Surely there's an easy way to establish which version of events is true? Sadly, Peter Bouvier died late last year.
As you can see, the situation is a morass — and one probably not helped by Mitchell's refusal to answer relatively simple questions. Do check out Jeremy Young's scathing riposte to claims that the MAME footage had somehow been doctored. Highlight:
The amount of foresight, patience, and technical knowledge required would be staggering. By my reckoning, [Twin Galaxies'] Dwayne [Richard] would have to:
1) Know, for over a decade, this bug existed in MAME, and not tell anyone
2) Know every potential independent source that would, in the future, publish clips of Billy’s gameplay, know exactly what that footage would contain, and whether that footage would contain the MAME signature.
It goes on. And this is all in the context of the recent Todd Rogers scandal, where another retro high-score chaser was stripped of his Dragster world record after 35 years. It's far from the first controversy involving Billy Mitchell and Twin Galaxies. TG itself is an unusual organisation but, on this occasion, it's gone for the nuclear option.

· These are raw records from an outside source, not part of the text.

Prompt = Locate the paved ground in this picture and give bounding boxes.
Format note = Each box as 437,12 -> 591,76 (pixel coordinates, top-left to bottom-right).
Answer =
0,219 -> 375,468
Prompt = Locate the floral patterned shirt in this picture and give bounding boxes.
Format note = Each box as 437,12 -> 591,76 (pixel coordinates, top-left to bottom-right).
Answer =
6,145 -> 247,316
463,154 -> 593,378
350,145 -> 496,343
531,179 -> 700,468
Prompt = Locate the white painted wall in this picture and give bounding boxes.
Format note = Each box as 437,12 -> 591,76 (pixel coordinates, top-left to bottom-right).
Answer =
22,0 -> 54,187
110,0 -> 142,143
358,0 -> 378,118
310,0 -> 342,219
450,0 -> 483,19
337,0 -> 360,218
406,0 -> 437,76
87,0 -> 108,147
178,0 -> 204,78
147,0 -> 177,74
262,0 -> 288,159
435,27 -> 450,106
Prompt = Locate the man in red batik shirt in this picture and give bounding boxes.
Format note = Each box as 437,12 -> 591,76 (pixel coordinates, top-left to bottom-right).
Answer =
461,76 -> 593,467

Following an investigation of Jeremy Young's complaint against Billy Mitchell's Donkey Kong and Donkey Kong Jr. world record attempts, Twin Galaxies issued the following statement. The most eye-popping fact is hidden partway down: not only did TG's own review of the evidence conclude that Mitchell had used MAME, but an independent third party engaged by Billy Mitchell to examine the dispute came to the same conclusion.
Based on the complete body of evidence presented in this official dispute thread, Twin Galaxies administrative staff has unanimously decided to remove all of Billy Mitchell's' scores as well as ban him from participating in our competitive leaderboards.
We have notified Guinness World Records of our decision.
Twin Galaxies has meticulously tested and investigated the dispute case assertions as well as a number of relevant contingent factors, such as the veracity of the actual video performances that the dispute claim assertions rely upon.
In addition to Twin Galaxies' own investigation into the dispute case assertions, at least two different 3rd parties conducted their own explorations and came to identical conclusions.
Most notable was the 3rd party (Carlos Pinerio) that Billy Mitchell engaged to help examine the dispute case claims on his behalf, utilizing whatever original equipment Billy could provide, whose final finding was consistent with Twin Galaxies investigation and others.
In what can only be described as a poetic twist, the removal of Mitchell's high scores means that Steve Wiebe is now officially recognised as the first official million point record holder in Donkey Kong.
It's hard to escape King of Kong. Things look pretty bad for a guy who's more used to being described as one of the greatest arcade game players of all time.
Thing is, Billy Mitchell is genuinely a great player. There's no denying his longevity and skill. I always felt when it comes to King of Kong, which I adore and recommend, Billy Mitchell kind of had a point about how he was portrayed as a villain. Kind of. I don't think he's a nice guy or anything, but the film had a clear arc in mind and Mitchell was probably made to look a little worse than he is. But then, there was no denying the unanswered questions either. About emulation, about missing tapes... this all feels a little like deja vu.
I was once talking to a friend about this aspect of the movie. We agreed the framing probably wasn't fair but, overall, Mitchell was the one who was given the rope and hung himself. Perhaps that's what's happened, once again, in this case. Players can be extremely skilled, so much so that they think rules are for others. Players can emulate an old game, and they can get invalid scores. Players can pretend they haven't done that, and double-down and double-down again. But the truth, in the end, will come out. And documentary makers can fake a lot of things. But they can't fake douchebag.